Çünkü işi bilmeyenler iş başında!
Oysa liyakat sadece bir yönetim tercihi değildir, bir medeniyet meselesidir. Tarih boyunca yükselen her devletin temelinde liyakat vardır. 
Osmanlı’nın en güçlü dönemlerinde devlet adamları, padişaha yakınlığıyla değil, kabiliyetiyle seçilirdi. Dünyanın en gelişmiş ülkeleri bugün hâlâ bu basit ama etkili gerçeği uyguluyor;

“İŞİ EHLİNE VERMEK.”
Bugün bu çarpık düzenin bedelini hepimiz ödüyoruz;
işsizlik, yoksulluk, adaletsizlik, umutsuzluk.
Yarın ödeyeceklerimiz ise çok daha ağır olacaktır.

Bu işin bir çözümü yok mu?
Çözüm aslında çok kolay;

Kamu görevleri emek ve yetkinlikle hak edenlere verilmeli.
Şeffaf ve adil sınav, atama ve değerlendirme sistemleri oluşturulmalı.
Devletin makamları kişisel sadakatlere değil, toplumsal faydaya göre şekillenmeli.

Ayrıca şunu üzülerek yazmak zorundayım ki, yanlış insanların doğru yerde oturmasının bedelini de, doğru insanlar yanlış yerde kalarak ödüyor.
Ve ortada koskoca bir gerçeklik var.

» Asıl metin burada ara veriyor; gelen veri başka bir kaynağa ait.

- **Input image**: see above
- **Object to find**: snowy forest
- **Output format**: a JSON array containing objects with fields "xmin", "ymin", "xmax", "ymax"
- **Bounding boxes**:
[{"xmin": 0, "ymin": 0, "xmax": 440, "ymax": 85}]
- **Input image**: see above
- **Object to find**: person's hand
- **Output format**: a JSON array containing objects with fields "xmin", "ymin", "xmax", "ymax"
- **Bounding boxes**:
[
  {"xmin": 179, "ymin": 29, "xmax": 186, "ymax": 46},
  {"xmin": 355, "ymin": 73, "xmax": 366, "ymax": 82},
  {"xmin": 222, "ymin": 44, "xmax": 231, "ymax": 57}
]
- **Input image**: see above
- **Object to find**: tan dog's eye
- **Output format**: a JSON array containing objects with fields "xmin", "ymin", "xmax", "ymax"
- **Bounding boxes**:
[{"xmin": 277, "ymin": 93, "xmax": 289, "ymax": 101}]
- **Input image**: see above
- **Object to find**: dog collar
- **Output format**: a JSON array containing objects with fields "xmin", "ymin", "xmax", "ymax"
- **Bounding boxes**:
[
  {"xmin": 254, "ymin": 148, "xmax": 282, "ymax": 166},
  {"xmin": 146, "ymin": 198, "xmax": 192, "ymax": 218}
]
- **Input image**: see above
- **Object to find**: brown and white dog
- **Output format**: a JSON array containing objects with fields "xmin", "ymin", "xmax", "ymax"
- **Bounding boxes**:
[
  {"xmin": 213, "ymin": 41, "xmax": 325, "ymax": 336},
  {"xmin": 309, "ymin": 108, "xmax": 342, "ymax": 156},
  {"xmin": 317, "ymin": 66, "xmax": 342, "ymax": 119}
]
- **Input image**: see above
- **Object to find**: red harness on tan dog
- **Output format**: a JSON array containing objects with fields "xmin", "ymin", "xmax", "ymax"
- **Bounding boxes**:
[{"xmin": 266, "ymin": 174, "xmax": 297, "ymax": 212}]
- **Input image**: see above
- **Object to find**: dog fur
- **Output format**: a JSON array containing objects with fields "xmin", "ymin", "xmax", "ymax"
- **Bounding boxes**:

Toplumumuza, halkımıza yapılan en büyük haksızlık, hak edenlerin hak ettikleri yerde olmaması, olamaması.

Konuyu bağlamak gerekirse kim ne derse desin, bir ülkenin gerçek gücü, tankında, topunda ya da kasasında değil; liyakatle işleyen kurumlarında saklıdır. 
Eğer o güç kaybedilmişse geriye sadece içi boş koltuklar kalmış demektir.